US labor weakness could trigger commodity recession: Citi
2024.08.20 03:44
Investing.com — Investor sentiment towards commodities has become more cautious since mid-2024, as per analysts at Citi Research in a note dated Monday. Commodity prices have been relatively stable despite anticipated interest rate cuts by the Federal Reserve in September.
Market volatility has decreased, especially for call options, and many investment firms have held short positions in the sector. These factors, combined with a slowing Chinese economy and concerns about a potential U.S. economic downturn, have contributed to a more conservative outlook on commodities.
“A softening China has certainly impacted base metals and bulk commodities. But US hard landing fears have also spiked in August despite some stronger-than-expected macro data last week (e.g. retail sales),” said analysts at Citi Research.
“This may exacerbate price volatility and potential gap risk for macro-sensitive underliers (e.g. {{oil}}, , ) heading into quarter-end,” the analysts added.
The US labor market, a key indicator of economic health, plays a crucial role in this scenario.

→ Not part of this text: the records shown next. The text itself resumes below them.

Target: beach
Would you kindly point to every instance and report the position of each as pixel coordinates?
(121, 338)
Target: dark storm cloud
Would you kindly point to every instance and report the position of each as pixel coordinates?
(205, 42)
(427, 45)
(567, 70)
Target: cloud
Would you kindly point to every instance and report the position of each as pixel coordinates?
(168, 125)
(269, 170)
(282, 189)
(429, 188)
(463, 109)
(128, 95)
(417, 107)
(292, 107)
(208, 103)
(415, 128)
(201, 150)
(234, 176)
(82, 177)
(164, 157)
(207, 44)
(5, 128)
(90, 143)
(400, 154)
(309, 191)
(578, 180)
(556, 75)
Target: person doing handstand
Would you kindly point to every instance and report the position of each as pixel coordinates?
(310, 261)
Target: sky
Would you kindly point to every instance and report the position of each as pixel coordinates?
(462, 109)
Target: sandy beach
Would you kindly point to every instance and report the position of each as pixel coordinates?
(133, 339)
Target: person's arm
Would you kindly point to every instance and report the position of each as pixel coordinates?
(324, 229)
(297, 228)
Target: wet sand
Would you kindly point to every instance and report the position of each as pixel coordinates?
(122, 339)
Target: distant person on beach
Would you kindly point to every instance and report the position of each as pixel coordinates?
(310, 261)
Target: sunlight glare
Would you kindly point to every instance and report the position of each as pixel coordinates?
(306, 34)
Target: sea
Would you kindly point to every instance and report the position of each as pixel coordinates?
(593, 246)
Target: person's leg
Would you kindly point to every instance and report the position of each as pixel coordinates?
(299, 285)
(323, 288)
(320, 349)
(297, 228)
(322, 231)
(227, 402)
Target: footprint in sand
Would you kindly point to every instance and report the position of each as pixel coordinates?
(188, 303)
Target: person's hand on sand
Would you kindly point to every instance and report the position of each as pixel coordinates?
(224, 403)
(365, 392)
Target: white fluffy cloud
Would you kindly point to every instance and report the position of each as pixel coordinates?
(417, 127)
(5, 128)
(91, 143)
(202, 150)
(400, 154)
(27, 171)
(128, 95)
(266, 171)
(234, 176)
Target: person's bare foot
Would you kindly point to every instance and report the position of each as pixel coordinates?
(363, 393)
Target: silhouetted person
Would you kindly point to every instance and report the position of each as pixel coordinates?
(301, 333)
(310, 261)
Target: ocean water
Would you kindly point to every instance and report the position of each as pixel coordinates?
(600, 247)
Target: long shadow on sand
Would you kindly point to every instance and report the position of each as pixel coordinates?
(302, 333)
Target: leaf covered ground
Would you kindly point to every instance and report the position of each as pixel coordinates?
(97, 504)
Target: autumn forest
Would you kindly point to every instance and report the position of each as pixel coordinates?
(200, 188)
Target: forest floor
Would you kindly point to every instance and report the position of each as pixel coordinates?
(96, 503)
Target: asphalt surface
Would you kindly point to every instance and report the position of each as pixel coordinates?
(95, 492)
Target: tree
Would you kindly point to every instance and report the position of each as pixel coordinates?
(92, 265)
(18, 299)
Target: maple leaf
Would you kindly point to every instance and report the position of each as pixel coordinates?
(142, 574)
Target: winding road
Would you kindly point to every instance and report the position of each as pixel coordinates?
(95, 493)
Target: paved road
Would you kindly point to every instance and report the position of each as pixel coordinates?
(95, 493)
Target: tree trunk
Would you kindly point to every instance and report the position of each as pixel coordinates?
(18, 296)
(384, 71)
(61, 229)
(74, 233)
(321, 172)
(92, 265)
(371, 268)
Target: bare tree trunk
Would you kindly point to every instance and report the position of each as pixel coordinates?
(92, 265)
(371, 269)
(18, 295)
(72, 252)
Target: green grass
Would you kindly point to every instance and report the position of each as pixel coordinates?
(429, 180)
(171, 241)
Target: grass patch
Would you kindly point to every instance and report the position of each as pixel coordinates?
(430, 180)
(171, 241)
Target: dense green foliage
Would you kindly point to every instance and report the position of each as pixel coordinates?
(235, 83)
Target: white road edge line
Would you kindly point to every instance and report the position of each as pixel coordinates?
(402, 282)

Citi Research suggests that a continued weakening of the labor market could tip the scales towards a recession, which would have significant implications for commodities.
Historical data analyzed by Citi shows that during US recessions, commodity markets typically experience significant volatility, with energy sectors being particularly hard hit. On average, the broad-based Bloomberg Commodity Index (BCOMTR) has posted annualized losses of around 28% during recessionary periods, with industrial metals and agriculture also seeing sharp declines.
“However, in the six month period following US recession, commodities typically stage an impressive recovery across the board, in-line with a robust rebound in economic activity and investor sentiment,” the analysts said.
Precious metals, known for their resilience, often lead this recovery. For instance, during past post-recession periods, precious metals have averaged gains of 26%, followed closely by industrial metals and energy with gains of 25% and 24%, respectively. This cyclical nature of the commodity markets underscores their close ties to economic recovery and reflation.
In terms of asset flows, Citi notes that for the week ending August 13, 2024, there were outflows of $4.8 billion from commodity index and ETF trading, bringing year-to-date inflows to $26.5 billion. While retail and institutional commodities assets under management (AUM) increased by 5.7% year-over-year, they fell by 3.7% month-over-month in July to $716 billion.
The commodity ETP (Exchange Traded Product) market cap, dominated by gold tickers, jumped 2.4% month-over-month and 8.3% year-over-year to $396.5 billion. Despite the current challenges, Citi maintains a cautiously optimistic outlook for commodities in the medium term.
While base metals may struggle in the near term due to weak manufacturing sentiment and US recession fears, Citi expects a rebound as physical markets tighten and a manufacturing recovery takes hold with the expected rate cuts.
Copper, for example, is forecasted to recover to $9,500 per ton by November and could potentially reach $11,000 per ton within the next 6-12 months.